How Does the Thin Near Surface of the Earth Produce up to 100 Times More Noise on Land Seismic Data than on Marine Data?
2024 SEG Distinguished Lecture
Christof Stork
Summary
Land seismic data is often dramatically noisier than marine data. Processed images and attributes from land data can be severely degraded by this noise. The acquisition effort needed to address the noise is often the biggest cost factor and the biggest uncertainty with land seismic data.
The physics behind land seismic noise is fascinating. Much of the noise is caused by the very near surface, less than 30m, which often has ultra slow velocities. This land seismic noise is often complex and irregular — much more so than simple surface waves. Even simple scattering models are insufficient. We give a physical intuition of this noise generation through wave propagation movies and synthetic data examples with realistic models. Better understanding the physics can lead to better appreciation and customization of the acquisition and processing for the noise types.
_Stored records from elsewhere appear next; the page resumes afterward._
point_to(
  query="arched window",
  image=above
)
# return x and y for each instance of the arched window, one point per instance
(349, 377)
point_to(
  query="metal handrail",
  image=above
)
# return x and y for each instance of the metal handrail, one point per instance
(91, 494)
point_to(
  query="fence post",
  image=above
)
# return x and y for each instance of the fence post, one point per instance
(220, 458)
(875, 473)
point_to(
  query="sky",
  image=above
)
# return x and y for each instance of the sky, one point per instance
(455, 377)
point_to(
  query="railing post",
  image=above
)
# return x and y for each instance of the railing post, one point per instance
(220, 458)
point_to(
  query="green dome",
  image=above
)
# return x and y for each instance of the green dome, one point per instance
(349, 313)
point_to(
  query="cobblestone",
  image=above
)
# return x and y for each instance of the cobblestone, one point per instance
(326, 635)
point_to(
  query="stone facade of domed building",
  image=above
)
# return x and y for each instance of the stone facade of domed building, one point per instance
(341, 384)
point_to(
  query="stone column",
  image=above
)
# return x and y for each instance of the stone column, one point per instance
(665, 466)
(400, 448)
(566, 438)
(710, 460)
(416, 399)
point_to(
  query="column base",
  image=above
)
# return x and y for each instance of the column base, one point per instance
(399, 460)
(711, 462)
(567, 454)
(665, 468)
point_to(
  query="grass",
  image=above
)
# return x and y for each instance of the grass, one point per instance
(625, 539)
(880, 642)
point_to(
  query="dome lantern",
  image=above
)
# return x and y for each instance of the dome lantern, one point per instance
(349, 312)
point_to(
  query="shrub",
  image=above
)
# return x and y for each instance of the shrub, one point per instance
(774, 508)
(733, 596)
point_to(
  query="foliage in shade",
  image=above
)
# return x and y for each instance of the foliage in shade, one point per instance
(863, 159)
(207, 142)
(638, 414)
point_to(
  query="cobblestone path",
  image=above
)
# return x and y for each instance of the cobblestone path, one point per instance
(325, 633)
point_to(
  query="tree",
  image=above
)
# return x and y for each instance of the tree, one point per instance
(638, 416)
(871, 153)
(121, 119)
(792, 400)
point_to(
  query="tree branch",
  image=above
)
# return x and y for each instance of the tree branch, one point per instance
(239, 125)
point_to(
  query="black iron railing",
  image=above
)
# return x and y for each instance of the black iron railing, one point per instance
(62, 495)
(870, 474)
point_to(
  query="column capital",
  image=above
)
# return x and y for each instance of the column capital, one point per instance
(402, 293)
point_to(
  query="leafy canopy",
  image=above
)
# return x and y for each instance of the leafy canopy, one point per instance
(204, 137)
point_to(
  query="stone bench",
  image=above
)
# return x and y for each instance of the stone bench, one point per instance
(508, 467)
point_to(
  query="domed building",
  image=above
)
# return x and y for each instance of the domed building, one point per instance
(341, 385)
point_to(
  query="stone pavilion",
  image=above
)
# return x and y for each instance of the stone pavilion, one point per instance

We propose the following conclusions for many areas:
- Micro-near surface effects are important
- Surface distortion of signal is more complex than the statics, SCamps, and SC-Decon model and this can be strong
- You probably have more signal in your data than you think
- Statistical noise removal has limits
- There is much value in coherent noise removal
- There is limited benefit to dense inline receiver spacing
- Aa better use of high channel counts may be an irregular layout
- Noise character may limit CSI-reconstruction approaches
- Changes in surface moisture content can produce strong 4D noise for CCUS monitoring
- FWI has limited benefit in addressing the surface noise (but it has other good uses)
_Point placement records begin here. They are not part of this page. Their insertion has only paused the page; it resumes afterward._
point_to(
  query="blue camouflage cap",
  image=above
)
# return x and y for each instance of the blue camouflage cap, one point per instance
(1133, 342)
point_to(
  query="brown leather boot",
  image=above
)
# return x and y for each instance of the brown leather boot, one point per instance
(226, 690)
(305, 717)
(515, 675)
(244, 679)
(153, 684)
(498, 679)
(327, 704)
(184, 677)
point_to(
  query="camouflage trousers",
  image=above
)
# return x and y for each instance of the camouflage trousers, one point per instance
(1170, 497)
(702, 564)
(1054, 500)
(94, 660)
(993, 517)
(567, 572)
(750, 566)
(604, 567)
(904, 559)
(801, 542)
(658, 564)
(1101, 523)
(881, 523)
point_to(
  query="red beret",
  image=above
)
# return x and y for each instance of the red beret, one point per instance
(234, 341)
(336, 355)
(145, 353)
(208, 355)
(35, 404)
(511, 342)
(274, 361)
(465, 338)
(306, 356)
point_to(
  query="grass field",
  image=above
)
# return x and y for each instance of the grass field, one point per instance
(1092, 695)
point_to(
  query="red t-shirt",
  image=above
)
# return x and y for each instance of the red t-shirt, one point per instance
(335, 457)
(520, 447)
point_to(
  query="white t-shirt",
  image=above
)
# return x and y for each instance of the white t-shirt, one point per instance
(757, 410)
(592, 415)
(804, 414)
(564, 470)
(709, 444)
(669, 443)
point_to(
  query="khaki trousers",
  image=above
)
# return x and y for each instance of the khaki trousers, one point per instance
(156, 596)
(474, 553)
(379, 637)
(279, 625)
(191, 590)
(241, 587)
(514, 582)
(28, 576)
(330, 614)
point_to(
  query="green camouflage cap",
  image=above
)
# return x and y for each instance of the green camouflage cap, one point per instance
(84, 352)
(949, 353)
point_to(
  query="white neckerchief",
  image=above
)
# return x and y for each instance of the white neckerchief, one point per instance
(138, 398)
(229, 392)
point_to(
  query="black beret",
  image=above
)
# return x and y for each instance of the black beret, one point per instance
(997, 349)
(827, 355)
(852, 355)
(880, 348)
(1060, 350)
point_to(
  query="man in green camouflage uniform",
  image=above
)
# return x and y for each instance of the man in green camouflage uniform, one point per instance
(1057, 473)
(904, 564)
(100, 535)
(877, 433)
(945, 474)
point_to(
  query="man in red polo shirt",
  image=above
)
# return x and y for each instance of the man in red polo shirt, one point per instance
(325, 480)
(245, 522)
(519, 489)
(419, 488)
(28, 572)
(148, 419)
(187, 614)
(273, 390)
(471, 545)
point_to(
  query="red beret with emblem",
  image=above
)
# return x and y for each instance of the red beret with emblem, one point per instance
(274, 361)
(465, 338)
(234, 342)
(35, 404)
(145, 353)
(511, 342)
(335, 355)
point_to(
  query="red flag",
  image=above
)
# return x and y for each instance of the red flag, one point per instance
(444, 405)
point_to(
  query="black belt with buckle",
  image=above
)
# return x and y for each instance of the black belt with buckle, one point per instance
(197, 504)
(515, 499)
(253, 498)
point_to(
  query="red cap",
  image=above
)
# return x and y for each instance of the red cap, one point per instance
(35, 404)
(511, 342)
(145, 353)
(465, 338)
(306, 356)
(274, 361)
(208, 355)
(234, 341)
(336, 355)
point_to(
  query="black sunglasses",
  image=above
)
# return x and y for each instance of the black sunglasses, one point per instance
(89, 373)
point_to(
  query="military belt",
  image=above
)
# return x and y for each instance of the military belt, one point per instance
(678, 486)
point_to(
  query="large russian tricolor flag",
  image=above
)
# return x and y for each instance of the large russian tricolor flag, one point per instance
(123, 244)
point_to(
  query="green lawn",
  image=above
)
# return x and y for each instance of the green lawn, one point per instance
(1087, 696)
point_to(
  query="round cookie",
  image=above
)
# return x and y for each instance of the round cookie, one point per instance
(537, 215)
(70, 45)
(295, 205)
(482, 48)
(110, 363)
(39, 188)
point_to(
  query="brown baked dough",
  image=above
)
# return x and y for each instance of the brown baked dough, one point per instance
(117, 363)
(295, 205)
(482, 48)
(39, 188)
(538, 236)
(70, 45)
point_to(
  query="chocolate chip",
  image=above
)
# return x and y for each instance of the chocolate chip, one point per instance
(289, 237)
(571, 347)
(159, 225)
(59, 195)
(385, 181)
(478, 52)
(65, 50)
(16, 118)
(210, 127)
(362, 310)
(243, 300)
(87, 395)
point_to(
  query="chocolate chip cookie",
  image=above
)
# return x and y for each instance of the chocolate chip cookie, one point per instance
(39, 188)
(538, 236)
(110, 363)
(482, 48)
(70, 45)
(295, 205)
- Specialized modeling of the noise in an area and testing methods to address it can be helpful.
Bio
Christof Stork
Christof Stork started as a theoretical academic with a PhD in geophysics from Caltech and a post-doc from Stanford 36 years ago. He performed early leading work in reflection tomography, PSDM, WEM, RTM, and FWI before they became mainstream technologies. Ten years ago, he decided to take on noisy land seismic data where theory alone is not enough. Christof has been involved with four startup companies in his quest to avoid Houston and make theory commercially viable. He’s now on his fifth, last and craziest startup company, a land seismic processing company, so he can get his hands on more land data.